Ni bien intentamos hacernos a un costado de aquella rueda posesiva, compramos la idea falaz de que lo único que no nos pueden arrebatar es lo aprendido. Cualquier aprendizaje es relativo y toda experiencia puede ser simplemente un error que nadie nos arrebata porque no vale la pena. Lo único, realmente, que nadie puede quitarnos es aquello que dimos, nuestro despojo. Nadie, entonces, podría jamás borrarnos la amistad, madre hermosa del dar porque se siente, sin trucos ni ataduras. Lo verdaderamente peligroso de estas tierras es quedarse sólo por torpe o por maldito, porque en ese barro, espeso de telas de araña, las patadas van todas hacia el culo y ninguna hacia adelante. Debemos entonces temerle más a nuestras miserias, a nuestro apego enfermo, al hijo de puta que llevamos dentro y que nos dejará vacíos ni bien pueda, que a la muerte.

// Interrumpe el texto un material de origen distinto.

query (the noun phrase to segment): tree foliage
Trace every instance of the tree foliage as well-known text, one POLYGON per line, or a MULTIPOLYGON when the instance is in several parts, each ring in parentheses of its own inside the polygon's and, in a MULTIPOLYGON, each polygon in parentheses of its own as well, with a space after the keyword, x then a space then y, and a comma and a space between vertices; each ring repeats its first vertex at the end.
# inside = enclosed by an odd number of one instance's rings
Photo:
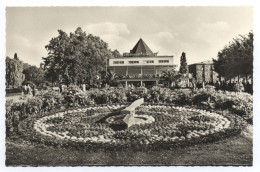
POLYGON ((19 60, 19 57, 18 57, 17 53, 14 54, 14 59, 15 60, 19 60))
POLYGON ((177 82, 178 79, 181 78, 181 76, 182 74, 175 71, 174 69, 162 72, 162 78, 164 78, 170 86, 172 86, 174 82, 177 82))
POLYGON ((29 65, 28 63, 23 63, 23 70, 25 70, 29 67, 31 67, 31 65, 29 65))
POLYGON ((213 59, 214 68, 220 76, 230 79, 236 76, 253 76, 253 32, 239 35, 213 59))
POLYGON ((188 74, 189 68, 187 64, 186 54, 183 52, 181 55, 181 65, 180 65, 180 73, 181 74, 188 74))
POLYGON ((112 52, 112 55, 113 55, 114 58, 120 58, 120 57, 122 57, 122 55, 120 54, 120 52, 119 52, 118 50, 114 50, 114 51, 112 52))
POLYGON ((44 70, 37 68, 36 66, 30 66, 23 70, 25 75, 25 82, 31 81, 36 85, 39 85, 44 81, 44 70))
POLYGON ((67 85, 95 81, 100 71, 105 70, 106 59, 112 56, 106 42, 97 36, 87 35, 79 27, 69 35, 58 30, 52 38, 43 57, 46 77, 52 82, 67 85))
POLYGON ((6 86, 16 86, 19 87, 22 85, 24 80, 23 72, 23 62, 19 60, 17 54, 15 58, 11 59, 10 57, 6 57, 6 86))

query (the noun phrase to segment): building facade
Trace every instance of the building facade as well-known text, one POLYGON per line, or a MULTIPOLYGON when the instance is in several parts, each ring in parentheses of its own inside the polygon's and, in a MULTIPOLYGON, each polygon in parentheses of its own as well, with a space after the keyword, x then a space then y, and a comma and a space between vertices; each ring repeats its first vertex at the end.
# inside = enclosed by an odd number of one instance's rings
POLYGON ((189 73, 199 83, 215 83, 218 80, 218 74, 214 71, 214 65, 211 61, 189 65, 189 73))
POLYGON ((108 60, 108 69, 115 72, 126 87, 129 84, 141 86, 163 82, 160 78, 162 72, 175 68, 173 56, 158 56, 142 39, 130 53, 108 60))

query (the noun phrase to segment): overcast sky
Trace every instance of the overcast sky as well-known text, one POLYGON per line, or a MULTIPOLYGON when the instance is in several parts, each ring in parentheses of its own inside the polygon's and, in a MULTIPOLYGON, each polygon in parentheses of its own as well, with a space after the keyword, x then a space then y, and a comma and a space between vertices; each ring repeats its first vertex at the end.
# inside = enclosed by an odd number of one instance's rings
POLYGON ((45 45, 61 29, 82 27, 109 48, 129 52, 142 38, 158 55, 188 64, 211 60, 232 38, 253 29, 252 7, 7 7, 6 55, 32 65, 47 56, 45 45))

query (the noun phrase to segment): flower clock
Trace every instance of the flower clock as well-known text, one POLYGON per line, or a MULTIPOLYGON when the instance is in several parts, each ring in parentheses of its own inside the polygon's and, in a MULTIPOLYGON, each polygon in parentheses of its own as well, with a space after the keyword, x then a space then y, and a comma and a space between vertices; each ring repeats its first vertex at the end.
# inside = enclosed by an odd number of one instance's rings
POLYGON ((142 122, 127 127, 120 114, 124 107, 104 105, 58 112, 35 120, 33 129, 48 142, 132 148, 215 141, 240 130, 233 115, 171 105, 142 105, 135 112, 142 122))

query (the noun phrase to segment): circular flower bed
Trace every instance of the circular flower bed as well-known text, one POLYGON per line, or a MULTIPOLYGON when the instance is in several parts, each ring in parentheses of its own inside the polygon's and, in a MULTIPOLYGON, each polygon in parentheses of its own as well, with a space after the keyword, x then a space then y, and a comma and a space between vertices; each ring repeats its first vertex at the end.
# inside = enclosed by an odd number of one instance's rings
POLYGON ((239 117, 169 105, 142 105, 136 117, 148 121, 127 128, 124 105, 89 107, 25 120, 21 133, 51 145, 172 148, 229 137, 241 131, 239 117), (33 131, 29 131, 30 126, 33 131), (121 126, 121 128, 120 128, 121 126), (120 129, 119 129, 120 128, 120 129))

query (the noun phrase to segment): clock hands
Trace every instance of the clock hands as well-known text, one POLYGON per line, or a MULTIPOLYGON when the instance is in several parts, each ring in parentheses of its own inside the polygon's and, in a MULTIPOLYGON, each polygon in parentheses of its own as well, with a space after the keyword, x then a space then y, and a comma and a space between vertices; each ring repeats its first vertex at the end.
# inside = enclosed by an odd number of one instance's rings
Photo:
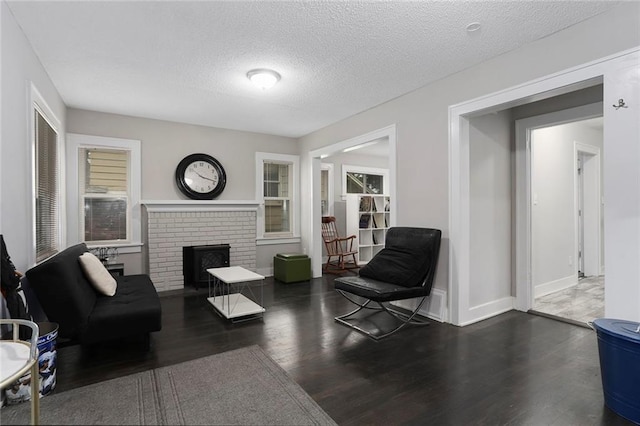
POLYGON ((216 182, 216 181, 215 181, 215 179, 211 179, 211 178, 208 178, 208 177, 206 177, 206 176, 202 176, 202 175, 201 175, 200 173, 198 173, 198 172, 195 172, 195 174, 197 174, 198 176, 200 176, 202 179, 210 180, 211 182, 214 182, 214 183, 216 182))

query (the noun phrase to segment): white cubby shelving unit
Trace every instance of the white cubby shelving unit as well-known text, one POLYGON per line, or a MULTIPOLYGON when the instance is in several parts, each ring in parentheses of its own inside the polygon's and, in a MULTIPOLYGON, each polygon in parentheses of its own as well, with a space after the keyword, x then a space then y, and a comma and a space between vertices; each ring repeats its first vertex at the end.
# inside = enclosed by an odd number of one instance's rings
POLYGON ((388 195, 347 194, 347 235, 357 237, 358 264, 366 264, 384 248, 390 206, 388 195))

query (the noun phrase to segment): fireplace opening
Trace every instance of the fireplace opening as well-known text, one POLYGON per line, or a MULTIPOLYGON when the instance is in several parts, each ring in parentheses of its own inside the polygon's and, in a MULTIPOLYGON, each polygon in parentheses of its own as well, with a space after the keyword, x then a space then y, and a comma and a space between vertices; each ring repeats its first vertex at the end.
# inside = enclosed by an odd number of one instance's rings
POLYGON ((209 268, 229 266, 229 244, 182 247, 184 286, 207 286, 209 268))

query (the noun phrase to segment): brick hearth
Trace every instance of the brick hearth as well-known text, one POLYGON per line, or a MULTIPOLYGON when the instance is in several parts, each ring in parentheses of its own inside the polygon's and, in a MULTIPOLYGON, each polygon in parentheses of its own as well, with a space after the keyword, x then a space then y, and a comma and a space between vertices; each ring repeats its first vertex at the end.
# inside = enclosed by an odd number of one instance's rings
POLYGON ((145 201, 145 260, 158 291, 183 288, 182 247, 229 244, 230 264, 256 269, 254 201, 145 201))

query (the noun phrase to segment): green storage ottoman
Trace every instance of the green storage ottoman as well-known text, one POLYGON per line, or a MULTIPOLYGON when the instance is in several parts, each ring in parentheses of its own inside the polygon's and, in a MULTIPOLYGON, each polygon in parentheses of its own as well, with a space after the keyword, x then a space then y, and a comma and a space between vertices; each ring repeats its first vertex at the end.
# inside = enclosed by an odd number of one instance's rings
POLYGON ((283 283, 309 281, 311 279, 311 259, 306 254, 278 253, 273 258, 273 276, 283 283))

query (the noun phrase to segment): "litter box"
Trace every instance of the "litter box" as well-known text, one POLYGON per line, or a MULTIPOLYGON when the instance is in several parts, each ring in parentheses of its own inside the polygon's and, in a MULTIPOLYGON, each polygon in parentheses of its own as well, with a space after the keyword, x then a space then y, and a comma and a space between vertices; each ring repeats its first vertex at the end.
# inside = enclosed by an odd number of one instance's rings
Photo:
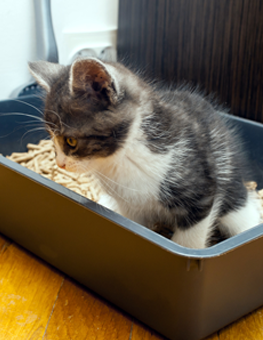
MULTIPOLYGON (((36 96, 0 102, 0 153, 47 135, 27 133, 36 96), (24 103, 23 103, 24 102, 24 103)), ((230 117, 259 188, 263 125, 230 117)), ((198 340, 263 305, 263 224, 203 250, 181 247, 0 156, 0 232, 159 333, 198 340)))

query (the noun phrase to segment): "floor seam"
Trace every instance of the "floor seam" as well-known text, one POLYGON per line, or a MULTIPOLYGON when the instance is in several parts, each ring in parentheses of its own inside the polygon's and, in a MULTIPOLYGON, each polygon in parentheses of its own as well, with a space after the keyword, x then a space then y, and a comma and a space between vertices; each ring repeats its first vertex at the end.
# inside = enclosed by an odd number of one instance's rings
POLYGON ((132 321, 132 324, 131 324, 131 331, 130 331, 129 340, 132 340, 133 322, 134 321, 132 321))
POLYGON ((2 248, 0 249, 0 255, 3 255, 7 249, 13 244, 13 242, 5 242, 2 246, 2 248))
POLYGON ((54 309, 55 309, 55 306, 56 306, 56 303, 57 303, 57 300, 58 300, 58 297, 59 297, 61 288, 62 288, 62 286, 63 286, 63 284, 64 284, 64 281, 65 281, 65 277, 63 278, 63 280, 62 280, 62 282, 61 282, 61 285, 60 285, 60 287, 59 287, 58 294, 57 294, 57 297, 56 297, 55 302, 54 302, 54 304, 53 304, 51 313, 50 313, 50 315, 49 315, 48 322, 47 322, 47 325, 46 325, 45 332, 44 332, 44 335, 43 335, 42 340, 44 340, 44 337, 45 337, 45 335, 46 335, 46 333, 47 333, 47 329, 48 329, 50 320, 51 320, 51 318, 52 318, 52 315, 53 315, 53 312, 54 312, 54 309))

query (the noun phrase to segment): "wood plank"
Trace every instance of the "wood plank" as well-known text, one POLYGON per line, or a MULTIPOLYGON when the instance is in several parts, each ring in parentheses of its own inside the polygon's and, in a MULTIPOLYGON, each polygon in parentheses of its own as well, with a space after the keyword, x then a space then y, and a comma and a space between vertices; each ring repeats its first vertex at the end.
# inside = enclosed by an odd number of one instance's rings
POLYGON ((0 254, 0 340, 42 339, 62 282, 25 250, 6 248, 0 254))
MULTIPOLYGON (((111 304, 66 279, 44 340, 164 340, 139 321, 132 322, 111 304)), ((218 340, 217 334, 206 340, 218 340)))
MULTIPOLYGON (((164 340, 0 235, 0 340, 164 340)), ((263 307, 205 340, 263 340, 263 307)))
POLYGON ((65 279, 44 340, 129 340, 131 326, 130 317, 65 279))
POLYGON ((263 340, 263 307, 219 332, 220 340, 263 340))

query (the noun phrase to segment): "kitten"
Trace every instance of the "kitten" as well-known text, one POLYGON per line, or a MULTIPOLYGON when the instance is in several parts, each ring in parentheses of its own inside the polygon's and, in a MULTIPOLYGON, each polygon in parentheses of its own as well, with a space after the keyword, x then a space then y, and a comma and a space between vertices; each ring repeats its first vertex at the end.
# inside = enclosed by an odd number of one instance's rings
POLYGON ((101 204, 185 247, 205 248, 260 223, 235 135, 217 109, 186 89, 157 90, 120 63, 29 63, 47 91, 44 119, 58 166, 92 170, 101 204))

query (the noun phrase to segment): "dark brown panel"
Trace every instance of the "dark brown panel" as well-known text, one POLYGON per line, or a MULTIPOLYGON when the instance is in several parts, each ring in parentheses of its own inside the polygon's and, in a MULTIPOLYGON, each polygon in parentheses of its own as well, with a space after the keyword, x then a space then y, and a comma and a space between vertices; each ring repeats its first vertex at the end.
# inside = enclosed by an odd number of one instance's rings
POLYGON ((120 59, 263 122, 262 0, 120 0, 120 59))

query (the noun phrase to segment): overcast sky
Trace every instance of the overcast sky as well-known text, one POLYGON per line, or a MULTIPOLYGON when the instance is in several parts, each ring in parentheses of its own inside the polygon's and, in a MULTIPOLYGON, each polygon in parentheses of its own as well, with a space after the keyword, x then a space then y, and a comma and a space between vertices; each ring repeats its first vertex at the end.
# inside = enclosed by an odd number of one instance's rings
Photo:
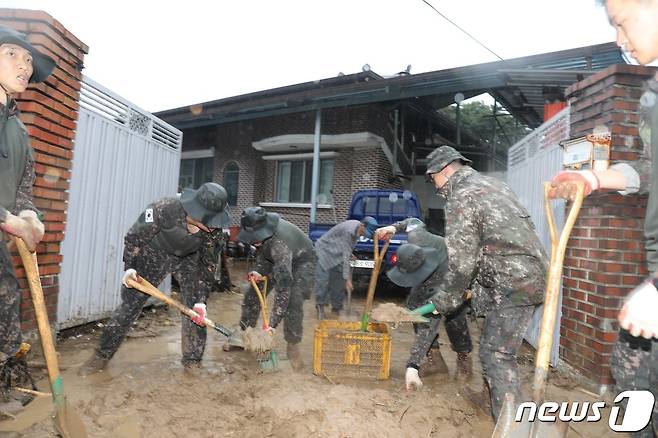
MULTIPOLYGON (((595 0, 429 0, 503 58, 614 40, 595 0)), ((159 111, 361 71, 495 61, 422 0, 2 0, 89 46, 84 74, 159 111)))

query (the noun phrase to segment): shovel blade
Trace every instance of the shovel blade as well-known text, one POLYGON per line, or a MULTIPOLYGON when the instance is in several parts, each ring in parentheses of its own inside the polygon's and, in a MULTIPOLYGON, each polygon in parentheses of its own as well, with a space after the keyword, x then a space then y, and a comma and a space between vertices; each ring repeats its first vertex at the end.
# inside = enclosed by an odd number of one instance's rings
POLYGON ((71 407, 66 397, 61 397, 55 403, 53 417, 55 430, 63 438, 87 438, 87 429, 82 419, 71 407))
POLYGON ((555 423, 537 420, 530 422, 527 419, 515 421, 515 417, 514 395, 505 394, 503 407, 491 438, 564 438, 569 432, 569 423, 559 420, 555 423))
POLYGON ((258 367, 263 371, 277 371, 279 369, 279 355, 272 350, 264 358, 258 359, 258 367))

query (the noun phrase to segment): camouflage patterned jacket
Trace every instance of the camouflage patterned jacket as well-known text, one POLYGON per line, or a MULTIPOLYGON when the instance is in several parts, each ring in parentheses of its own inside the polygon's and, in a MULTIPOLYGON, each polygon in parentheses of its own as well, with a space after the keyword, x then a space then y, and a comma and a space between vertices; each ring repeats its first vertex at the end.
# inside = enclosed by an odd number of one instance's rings
POLYGON ((190 234, 186 218, 187 214, 178 198, 161 198, 149 204, 124 238, 123 261, 126 269, 133 268, 139 273, 144 265, 140 255, 152 256, 154 251, 176 257, 200 252, 204 265, 200 268, 204 269, 205 279, 212 281, 215 266, 210 263, 213 257, 221 253, 224 244, 221 229, 190 234), (151 255, 144 254, 147 247, 151 255))
POLYGON ((469 166, 441 189, 446 197, 448 271, 424 283, 424 294, 442 313, 473 293, 483 315, 495 306, 543 301, 548 259, 528 212, 503 181, 469 166))
MULTIPOLYGON (((274 306, 270 314, 270 325, 276 327, 286 311, 290 301, 291 286, 296 275, 315 275, 299 273, 297 269, 307 262, 315 263, 313 242, 294 224, 279 219, 274 235, 265 240, 256 253, 255 271, 272 278, 276 287, 274 306)), ((310 293, 310 290, 308 291, 310 293)), ((308 298, 305 296, 304 298, 308 298)))
POLYGON ((7 212, 37 209, 32 203, 34 161, 25 125, 14 99, 0 104, 0 222, 7 212))
POLYGON ((647 265, 650 272, 658 271, 658 190, 651 190, 652 181, 658 181, 658 162, 652 156, 658 154, 658 76, 649 80, 640 98, 640 138, 643 151, 637 161, 622 162, 610 166, 622 172, 626 178, 626 190, 622 195, 647 194, 646 216, 644 220, 647 265))

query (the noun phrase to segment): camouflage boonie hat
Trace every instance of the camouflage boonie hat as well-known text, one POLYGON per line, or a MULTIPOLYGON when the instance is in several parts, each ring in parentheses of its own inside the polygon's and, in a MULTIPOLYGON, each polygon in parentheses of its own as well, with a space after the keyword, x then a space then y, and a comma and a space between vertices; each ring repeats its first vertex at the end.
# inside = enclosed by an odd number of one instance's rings
POLYGON ((444 167, 453 161, 461 160, 463 163, 472 164, 473 162, 451 146, 439 146, 427 156, 426 175, 441 172, 444 167))
POLYGON ((439 266, 447 263, 448 249, 445 243, 440 248, 421 248, 413 243, 405 243, 398 248, 397 256, 395 267, 386 275, 398 286, 414 287, 427 280, 439 266))
POLYGON ((198 190, 185 189, 180 202, 188 215, 208 228, 221 228, 231 223, 228 193, 217 183, 205 183, 198 190))
POLYGON ((6 26, 0 26, 0 45, 2 44, 15 44, 30 52, 32 55, 32 76, 30 76, 29 82, 43 82, 53 72, 55 60, 38 51, 30 44, 24 33, 6 26))
POLYGON ((238 240, 246 243, 262 242, 272 237, 278 225, 277 213, 268 213, 263 207, 245 208, 240 217, 238 240))

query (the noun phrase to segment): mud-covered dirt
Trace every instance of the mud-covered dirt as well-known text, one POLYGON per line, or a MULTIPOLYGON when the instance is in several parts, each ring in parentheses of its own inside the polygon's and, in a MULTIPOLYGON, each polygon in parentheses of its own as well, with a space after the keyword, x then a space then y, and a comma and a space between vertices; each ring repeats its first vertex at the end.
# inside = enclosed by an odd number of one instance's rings
MULTIPOLYGON (((242 268, 233 264, 234 281, 244 277, 242 268)), ((235 293, 213 293, 208 316, 234 325, 241 298, 235 293)), ((354 313, 343 318, 357 320, 363 298, 363 294, 356 294, 354 313)), ((386 297, 386 301, 391 300, 386 297)), ((60 334, 57 349, 64 389, 89 436, 99 438, 490 436, 494 426, 491 418, 472 406, 461 392, 466 383, 475 389, 482 384, 475 323, 470 324, 476 341, 470 381, 457 378, 456 355, 446 345, 442 351, 450 373, 426 377, 421 390, 407 392, 404 365, 413 336, 410 324, 392 332, 388 380, 324 378, 312 372, 317 325, 313 304, 310 300, 305 305, 305 369, 300 373, 294 373, 286 360, 281 332, 275 334, 279 370, 272 372, 260 369, 253 353, 223 351, 226 339, 212 330, 203 367, 188 373, 180 364, 180 316, 159 307, 145 309, 108 368, 86 378, 78 377, 77 369, 92 354, 102 322, 60 334)), ((447 339, 444 332, 442 339, 447 339)), ((32 358, 35 365, 40 361, 32 358)), ((519 362, 528 386, 532 352, 526 349, 519 362)), ((39 389, 49 391, 45 372, 33 371, 41 377, 39 389)), ((565 375, 552 373, 551 383, 548 397, 595 399, 565 375)), ((51 413, 50 398, 38 397, 16 419, 0 422, 0 436, 2 431, 18 431, 23 437, 54 437, 51 413)), ((569 436, 623 436, 610 432, 604 423, 574 425, 569 436)))

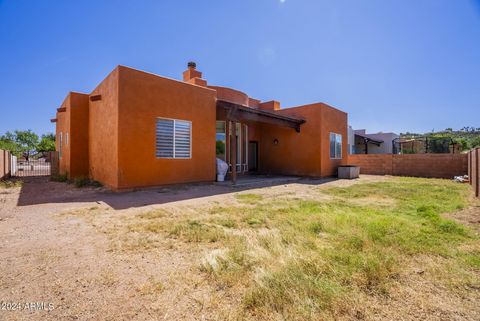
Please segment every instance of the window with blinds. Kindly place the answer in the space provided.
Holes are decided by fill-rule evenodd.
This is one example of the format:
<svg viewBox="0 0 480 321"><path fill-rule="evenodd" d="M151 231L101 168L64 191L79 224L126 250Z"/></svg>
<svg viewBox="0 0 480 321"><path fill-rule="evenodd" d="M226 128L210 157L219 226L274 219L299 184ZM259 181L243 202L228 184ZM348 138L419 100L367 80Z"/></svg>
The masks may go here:
<svg viewBox="0 0 480 321"><path fill-rule="evenodd" d="M157 118L156 156L158 158L191 157L192 123L186 120Z"/></svg>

Hace cinco mil años que paseamos por civilizaciones y dogmas de todos los colores. Sobraron las segundas oportunidades y sin embargo seguimos cortándonos el cuello con la misma espada, porque obedecemos a los mismos verdugos.

Esos cinco mil años, suficientes para llenar a los poderosos de poder y a los súbditos de resignación, hoy se mean tanto de risa por lo autodestructivo y robótico de nuestra evolución hecha en serie, flor del germen de nuestro propio rechazo, que son incontenibles las ganas de frenar, culparse un poco y escribir débil pero esperanzadamente, porque uno necesita respuestas y a fin de cuentas no están tan locos los que dicen que la crisis es de amor.